CSRF verification failed if behind a reverse proxy (traefik)

chgayot commented 1 year ago

Just upgraded to Zulip 7.0 and I got "CSRF verification failed. Request aborted." from Django when logging in (or infinite reloads when already logged in) As it is behind a reverse proxy, DISABLE_HTTPS: is set to True.

As per issue https://github.com/zulip/zulip/issues/24599 "CSRF_TRUSTED_ORIGINS no longer filled by EXTERNAL_HOST", an easy fix to this is to add: SETTING_CSRF_TRUSTED_ORIGINS: "['https://chat.domain']" in the docker-compose/zulip/environment

I don't know if it is the best way to fix the issue, and/or it's worth to document it (or document fully how to set it up behind a reverse proxy) or add it in the docker-compose, but for anyone facing the issue, that's a fix!

mp-strachan commented 1 year ago

Thankyou very much!! Great work!!

fatk commented 1 year ago

Had the very same issue and traced it to the same cause. I believe this information should be included in UPGRADING.md as a lot of people will encounter this issue.

jwillmer commented 1 year ago

You are my hero! Had the same problem.
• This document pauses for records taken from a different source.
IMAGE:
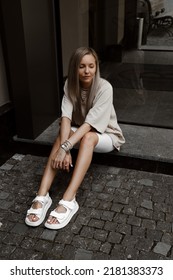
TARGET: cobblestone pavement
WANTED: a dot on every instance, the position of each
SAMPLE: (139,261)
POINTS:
(123,214)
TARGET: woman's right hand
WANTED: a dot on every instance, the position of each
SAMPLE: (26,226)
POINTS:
(62,160)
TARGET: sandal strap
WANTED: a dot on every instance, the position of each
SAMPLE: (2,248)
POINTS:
(59,215)
(67,204)
(40,198)
(36,212)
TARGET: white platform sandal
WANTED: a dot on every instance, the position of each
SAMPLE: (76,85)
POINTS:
(63,218)
(41,212)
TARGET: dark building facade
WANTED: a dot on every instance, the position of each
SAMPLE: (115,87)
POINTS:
(37,38)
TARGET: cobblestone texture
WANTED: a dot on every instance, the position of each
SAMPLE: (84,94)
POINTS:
(123,214)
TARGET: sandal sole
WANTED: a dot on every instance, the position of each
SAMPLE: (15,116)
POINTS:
(40,221)
(58,225)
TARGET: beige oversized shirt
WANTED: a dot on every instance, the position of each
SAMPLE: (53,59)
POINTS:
(101,115)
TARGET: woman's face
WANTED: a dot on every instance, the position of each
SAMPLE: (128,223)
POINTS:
(87,70)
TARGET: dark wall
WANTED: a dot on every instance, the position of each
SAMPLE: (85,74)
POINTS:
(29,36)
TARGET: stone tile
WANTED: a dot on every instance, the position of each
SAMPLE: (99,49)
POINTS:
(162,248)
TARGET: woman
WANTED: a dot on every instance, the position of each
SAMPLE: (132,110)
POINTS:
(89,120)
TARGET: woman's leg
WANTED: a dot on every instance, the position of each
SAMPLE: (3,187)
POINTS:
(47,179)
(83,161)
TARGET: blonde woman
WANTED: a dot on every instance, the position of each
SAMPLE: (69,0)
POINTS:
(89,121)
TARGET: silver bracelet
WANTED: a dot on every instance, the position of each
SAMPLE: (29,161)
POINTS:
(66,146)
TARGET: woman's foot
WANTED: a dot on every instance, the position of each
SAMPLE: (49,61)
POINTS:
(62,215)
(37,213)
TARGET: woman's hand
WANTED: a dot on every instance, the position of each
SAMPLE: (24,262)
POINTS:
(61,160)
(67,162)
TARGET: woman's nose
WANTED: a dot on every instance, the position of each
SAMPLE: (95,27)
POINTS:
(86,69)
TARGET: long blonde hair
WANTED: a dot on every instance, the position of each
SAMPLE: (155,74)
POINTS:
(73,85)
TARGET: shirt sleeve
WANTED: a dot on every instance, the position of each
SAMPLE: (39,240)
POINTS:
(99,115)
(66,105)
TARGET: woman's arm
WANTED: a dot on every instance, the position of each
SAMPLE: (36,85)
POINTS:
(79,133)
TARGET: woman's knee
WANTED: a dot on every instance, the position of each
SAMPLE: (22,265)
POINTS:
(90,139)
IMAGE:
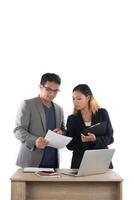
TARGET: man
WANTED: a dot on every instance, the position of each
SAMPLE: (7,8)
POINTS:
(34,118)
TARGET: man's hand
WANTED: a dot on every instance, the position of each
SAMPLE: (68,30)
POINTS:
(88,138)
(41,143)
(58,131)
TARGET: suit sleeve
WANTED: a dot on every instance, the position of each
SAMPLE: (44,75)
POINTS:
(62,122)
(22,126)
(75,143)
(107,139)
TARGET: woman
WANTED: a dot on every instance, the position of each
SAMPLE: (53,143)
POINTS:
(87,112)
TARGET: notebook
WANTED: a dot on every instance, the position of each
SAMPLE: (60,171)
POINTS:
(93,162)
(98,129)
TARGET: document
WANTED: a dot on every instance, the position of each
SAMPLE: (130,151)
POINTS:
(56,140)
(38,169)
(98,129)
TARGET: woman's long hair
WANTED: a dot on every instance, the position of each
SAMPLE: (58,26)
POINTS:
(85,90)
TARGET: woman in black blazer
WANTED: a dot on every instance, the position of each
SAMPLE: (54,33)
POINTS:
(87,112)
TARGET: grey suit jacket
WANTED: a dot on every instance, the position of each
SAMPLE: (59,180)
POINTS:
(31,124)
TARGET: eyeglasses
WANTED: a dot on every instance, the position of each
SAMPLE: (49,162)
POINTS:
(51,90)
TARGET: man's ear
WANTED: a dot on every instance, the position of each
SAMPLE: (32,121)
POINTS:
(40,86)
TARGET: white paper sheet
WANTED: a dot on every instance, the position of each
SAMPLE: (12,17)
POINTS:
(56,140)
(37,169)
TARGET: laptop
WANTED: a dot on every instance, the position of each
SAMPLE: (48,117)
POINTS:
(93,162)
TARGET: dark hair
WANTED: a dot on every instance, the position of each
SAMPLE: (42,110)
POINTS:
(84,89)
(50,77)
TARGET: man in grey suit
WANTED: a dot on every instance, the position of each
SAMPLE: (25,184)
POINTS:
(35,116)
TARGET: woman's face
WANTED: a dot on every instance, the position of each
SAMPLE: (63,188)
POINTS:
(80,101)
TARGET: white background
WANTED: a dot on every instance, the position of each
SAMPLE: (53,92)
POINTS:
(84,42)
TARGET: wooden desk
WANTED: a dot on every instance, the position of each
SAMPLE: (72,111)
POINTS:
(28,186)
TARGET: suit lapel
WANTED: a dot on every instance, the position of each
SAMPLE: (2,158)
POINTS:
(56,115)
(42,113)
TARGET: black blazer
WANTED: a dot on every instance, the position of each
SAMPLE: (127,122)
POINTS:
(75,126)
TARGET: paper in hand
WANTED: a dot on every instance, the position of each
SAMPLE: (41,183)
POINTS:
(98,129)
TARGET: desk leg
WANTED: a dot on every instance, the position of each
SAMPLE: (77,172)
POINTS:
(18,190)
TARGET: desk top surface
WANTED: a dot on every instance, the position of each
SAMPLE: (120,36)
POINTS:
(109,176)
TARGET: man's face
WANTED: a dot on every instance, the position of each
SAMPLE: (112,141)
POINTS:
(49,90)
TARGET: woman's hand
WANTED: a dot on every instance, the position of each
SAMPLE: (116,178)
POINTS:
(58,131)
(90,137)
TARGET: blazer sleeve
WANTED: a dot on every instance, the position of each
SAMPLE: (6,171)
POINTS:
(75,143)
(22,125)
(107,139)
(62,122)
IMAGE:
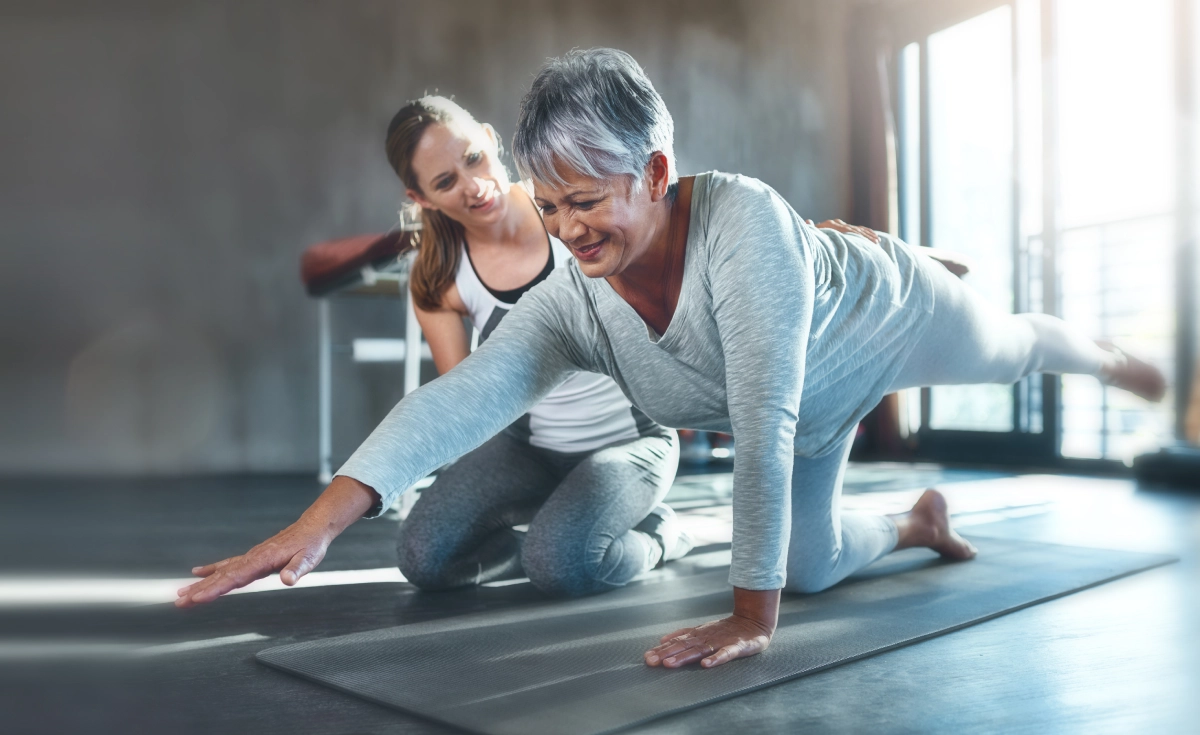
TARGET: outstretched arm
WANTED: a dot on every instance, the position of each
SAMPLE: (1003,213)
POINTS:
(525,358)
(293,551)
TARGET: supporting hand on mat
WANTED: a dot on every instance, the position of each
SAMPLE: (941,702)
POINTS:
(297,550)
(867,232)
(744,633)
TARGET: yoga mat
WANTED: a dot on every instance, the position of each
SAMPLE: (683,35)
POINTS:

Looked around for a fix and finally thought I might not be the only idiot to upgrade right after release - let's look at the GitHub issues. Thank you 👍

alexmv commented 1 year ago

As noted in #24601, the right fix is to set X-Forwarded-Proto in requests forwarded from the proxy so that Zulip knows the request came in over a secure connection. Can you check if your proxy is configured to send that?

We can try to highlight this new requirement better in the upgrading documentation, but I want to verify that doing that fixes it for you. Setting CSRF_TRUSTED_ORIGINS papers over the error by leaving Zulip thinking that requests are still coming in over an insecure connection, which could cause other problems.

fatk commented 1 year ago

X-Forwarded-Proto is correctly set and has been working since i've setup my Zulip instance (version 5). It's the update to version 7 that required using CSRF_TRUSTED_ORIGINS to resolve the "CSRF verification failed. Request aborted." problem.

alexmv commented 1 year ago

Ah -- the other half that changed in 7.0 is that we only trust the X-Forwarded-Proto if it is set by a trusted proxy. Do you have LOADBALANCER_IPS set in your docker container's environment to the IP address that Zulip sees requests as coming from?

You can check if that 'correctly set by looking at the nginx access logs, and seeing if it's the IP of the traefik gateway, or the end-user.

alexmv commented 1 year ago

See this comment on chat.zulip.org where someone else was configuring traefik requests to come from a static IP so Zulip can know to trust them.

fatk commented 1 year ago

I personally don't use traefik, i have my own solution based on nginx-proxy, maybe @chgayot can shed some light on that part. In any case, if there's a need to define LOADBALANCER_IPS for 7.0 to work properly it should be reflected in the documentation.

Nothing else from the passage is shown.